I called WEB at (404)514-8000 and they sent me some product
literature as well as chatting for a few minutes with me on the phone.
Their product is called DataFiles/16, and their claims for it are
roughly those heard on the net.

According to their flier:

"DataFiles/16 will compress all types of binary files to approximately
one-sixteenth of their original size ... regardless of the type of
file (word processing document, spreadsheet file, image file,
executable file, etc.), NO DATA WILL BE LOST by DataFiles/16."
(Their capitalizations; 16:1 compression only promised for files >64K
bytes in length.)

"Performed on a 386/25 machine, the program can complete a
compression/decompression cycle on one megabyte of data in less than
thirty seconds"

"The compressed output file created by DataFiles/16 can be used as the 
input file to subsequent executions of the program.  This feature of 
the utility is known as recursive or iterative compression, and will 
enable you to compress your data files to a tiny fraction of the 
original size.  In fact, virtually any amount of computer data can 
be compressed to under 1024 bytes using DataFiles/16 to compress its 
own output files muliple times.  Then, by repeating in reverse the 
steps taken to perform the recusive compression, all original data 
can be decompressed to its original form without the loss of a single 
bit."

Their flier also claims: 

"Constant levels of compression across ALL TYPES of FILES"
"Convenient, single floppy DATA TRANSPORTATION"

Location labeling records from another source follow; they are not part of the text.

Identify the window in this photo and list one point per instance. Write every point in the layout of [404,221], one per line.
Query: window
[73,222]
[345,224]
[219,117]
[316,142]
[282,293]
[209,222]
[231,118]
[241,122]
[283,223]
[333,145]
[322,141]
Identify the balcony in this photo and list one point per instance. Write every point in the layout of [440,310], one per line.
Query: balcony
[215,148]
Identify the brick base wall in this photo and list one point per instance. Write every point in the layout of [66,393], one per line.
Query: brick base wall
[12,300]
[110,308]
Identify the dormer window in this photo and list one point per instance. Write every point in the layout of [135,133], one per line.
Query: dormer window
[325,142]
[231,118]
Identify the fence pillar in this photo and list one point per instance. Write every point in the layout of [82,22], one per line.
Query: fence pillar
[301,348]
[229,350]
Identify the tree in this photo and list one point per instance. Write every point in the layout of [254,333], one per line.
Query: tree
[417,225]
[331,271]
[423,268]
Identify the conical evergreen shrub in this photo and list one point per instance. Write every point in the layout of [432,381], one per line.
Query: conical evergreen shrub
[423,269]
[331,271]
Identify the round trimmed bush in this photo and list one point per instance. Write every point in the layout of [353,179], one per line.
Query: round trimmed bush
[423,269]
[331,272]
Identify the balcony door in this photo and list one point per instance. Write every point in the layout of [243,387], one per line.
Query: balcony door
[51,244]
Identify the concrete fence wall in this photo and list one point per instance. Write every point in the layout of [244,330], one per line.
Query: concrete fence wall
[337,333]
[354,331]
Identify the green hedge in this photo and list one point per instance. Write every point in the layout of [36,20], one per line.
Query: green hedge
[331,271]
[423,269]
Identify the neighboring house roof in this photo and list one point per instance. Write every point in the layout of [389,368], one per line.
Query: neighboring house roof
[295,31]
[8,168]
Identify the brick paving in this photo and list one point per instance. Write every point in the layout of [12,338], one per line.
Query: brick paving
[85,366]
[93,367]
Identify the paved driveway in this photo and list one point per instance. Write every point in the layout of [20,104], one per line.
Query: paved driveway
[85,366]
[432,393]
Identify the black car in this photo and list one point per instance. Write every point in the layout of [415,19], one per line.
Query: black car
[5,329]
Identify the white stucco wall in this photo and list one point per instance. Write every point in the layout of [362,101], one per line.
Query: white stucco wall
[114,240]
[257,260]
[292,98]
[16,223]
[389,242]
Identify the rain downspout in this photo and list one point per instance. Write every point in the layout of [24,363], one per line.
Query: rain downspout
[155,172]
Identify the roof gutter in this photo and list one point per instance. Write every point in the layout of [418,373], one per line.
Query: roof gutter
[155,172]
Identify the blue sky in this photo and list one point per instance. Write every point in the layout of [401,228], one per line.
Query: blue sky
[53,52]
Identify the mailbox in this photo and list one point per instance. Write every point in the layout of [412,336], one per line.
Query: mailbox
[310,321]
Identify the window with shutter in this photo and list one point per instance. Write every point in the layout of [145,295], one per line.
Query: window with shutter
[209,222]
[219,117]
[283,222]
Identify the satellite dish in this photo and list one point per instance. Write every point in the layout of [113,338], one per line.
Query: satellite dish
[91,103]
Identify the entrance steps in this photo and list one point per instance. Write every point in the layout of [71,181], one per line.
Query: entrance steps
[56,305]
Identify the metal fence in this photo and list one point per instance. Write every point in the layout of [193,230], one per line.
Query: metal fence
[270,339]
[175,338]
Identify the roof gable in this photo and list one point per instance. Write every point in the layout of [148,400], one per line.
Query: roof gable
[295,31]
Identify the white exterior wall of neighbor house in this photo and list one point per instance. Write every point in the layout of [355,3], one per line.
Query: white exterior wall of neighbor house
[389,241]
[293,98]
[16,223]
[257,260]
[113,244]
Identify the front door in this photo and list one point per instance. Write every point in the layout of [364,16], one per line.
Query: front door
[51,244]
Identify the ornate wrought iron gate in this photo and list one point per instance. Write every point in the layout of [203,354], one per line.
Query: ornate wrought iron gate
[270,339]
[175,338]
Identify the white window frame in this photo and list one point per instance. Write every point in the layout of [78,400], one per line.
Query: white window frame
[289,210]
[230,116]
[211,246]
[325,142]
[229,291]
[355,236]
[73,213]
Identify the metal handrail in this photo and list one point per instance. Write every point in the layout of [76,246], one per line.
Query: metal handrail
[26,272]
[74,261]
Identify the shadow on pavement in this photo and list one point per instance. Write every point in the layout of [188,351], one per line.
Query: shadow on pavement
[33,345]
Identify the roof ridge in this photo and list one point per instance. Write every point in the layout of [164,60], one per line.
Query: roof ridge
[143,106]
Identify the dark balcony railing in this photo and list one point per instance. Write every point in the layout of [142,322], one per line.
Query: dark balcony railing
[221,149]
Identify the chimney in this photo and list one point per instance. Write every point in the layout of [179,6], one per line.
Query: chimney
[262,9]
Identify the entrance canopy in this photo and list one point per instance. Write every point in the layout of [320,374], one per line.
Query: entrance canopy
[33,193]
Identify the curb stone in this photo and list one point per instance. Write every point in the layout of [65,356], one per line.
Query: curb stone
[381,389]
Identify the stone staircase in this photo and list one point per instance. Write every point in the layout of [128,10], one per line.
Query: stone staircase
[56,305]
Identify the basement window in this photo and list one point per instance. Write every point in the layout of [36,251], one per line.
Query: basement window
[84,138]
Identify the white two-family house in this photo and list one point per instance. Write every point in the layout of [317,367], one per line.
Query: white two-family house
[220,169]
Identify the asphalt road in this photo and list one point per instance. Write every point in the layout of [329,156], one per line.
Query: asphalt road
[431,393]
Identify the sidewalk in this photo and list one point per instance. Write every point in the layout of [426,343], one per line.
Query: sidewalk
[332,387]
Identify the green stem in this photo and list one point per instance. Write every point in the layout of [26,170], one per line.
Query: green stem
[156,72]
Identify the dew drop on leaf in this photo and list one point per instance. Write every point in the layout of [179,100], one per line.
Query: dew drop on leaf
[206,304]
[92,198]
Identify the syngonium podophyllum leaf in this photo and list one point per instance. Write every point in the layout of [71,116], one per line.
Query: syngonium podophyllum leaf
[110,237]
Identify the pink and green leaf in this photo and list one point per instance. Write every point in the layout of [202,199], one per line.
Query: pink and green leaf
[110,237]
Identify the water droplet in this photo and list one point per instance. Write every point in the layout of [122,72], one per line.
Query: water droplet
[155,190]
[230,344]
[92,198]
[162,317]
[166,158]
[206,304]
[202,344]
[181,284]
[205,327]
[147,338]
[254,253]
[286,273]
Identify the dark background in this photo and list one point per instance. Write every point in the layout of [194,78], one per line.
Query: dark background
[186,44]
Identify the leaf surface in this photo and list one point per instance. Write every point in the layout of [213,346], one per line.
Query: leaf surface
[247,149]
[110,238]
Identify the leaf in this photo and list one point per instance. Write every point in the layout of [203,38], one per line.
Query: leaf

From my telephone conversation, I was was assured that this is an
actual compression program.  Decompression is done by using only the 
data in the compressed file; there are no hidden or extra files.


(c) More information, by Rafael Ramirez <rafael.ramirez@channel1.com>:

   Today (Tuesday, 28th) I got a call from Earl Bradley of Web
who now says that they have put off releasing a software version of
the algorithm because they are close to signing a major contract with
a big company to put the algorithm in silicon.  He said he could not
name the company due to non-disclosure agreements, but that they had
run extensive independent tests of their own and verified that the
algorithm works. [...]

He said the algorithm is so simple that he doesn't want anybody
getting their hands on it and copying it even though he said they
have filed a patent on it. [...] Mr. Bradley said the silicon version
would hold up much better to patent enforcement and be harder to copy.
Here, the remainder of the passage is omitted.